In fact, we're more of a threat to them than they are to us. Like many animals, bats suffer from habitat loss due to human activity — and they're also threatened by our very fear of them.
“One of the biggest risks to bats is that people still panic at the sight of one and their first thought is to kill it,” says Tuttle.
Bats are particularly vulnerable because of their unique biology. Unlike most mammals their size, they reproduce slowly — most species have only one young per year.
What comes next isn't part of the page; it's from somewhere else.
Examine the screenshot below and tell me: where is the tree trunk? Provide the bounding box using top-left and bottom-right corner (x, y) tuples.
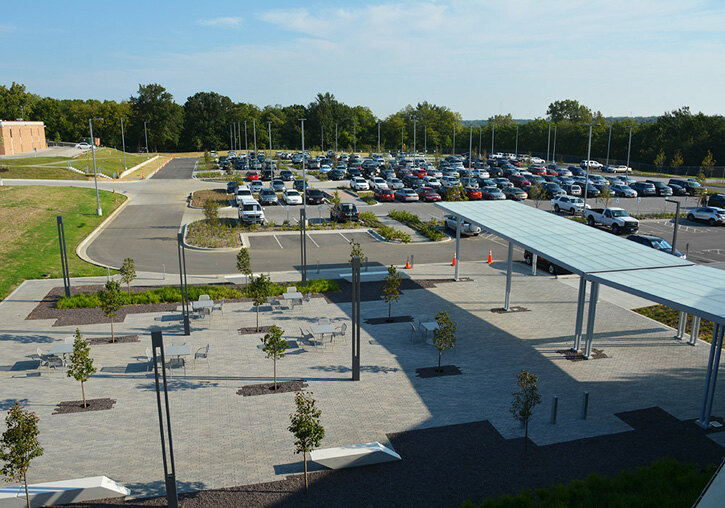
(302, 452), (309, 492)
(23, 471), (30, 508)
And because they live in such large groups, it's easy to wipe out millions in a single act.
Bats are also suffering from a mysterious new disease called White-nose Syndrome that's spread through the Northeast in the past two years, nearly wiping out affected colonies. Some have compared it to the more well-known colony collapse of honeybees, and BCI is sponsoring emergency research into its cause.
“Any time you start having mass dieoffs of animals as distantly related as bees and bats, it's time to sit up and take notice,” says Tuttle.
On the bright side, bats' habit of living in enormous groups means that one act of conservation can also make a huge difference, as in BCI's purchase of Bracken Cave in central Texas, home to 20 million free-tailed bats. As well as preserving the site for the colony, BCI plans to build a center that will help to educate people about how valuable bats are — now more than ever, when everyone's thinking about going green and buying organic.
“Bats reduce pesticide use substantially,” says Tuttle. Remember, he says: “Fewer bats, more pesticides.”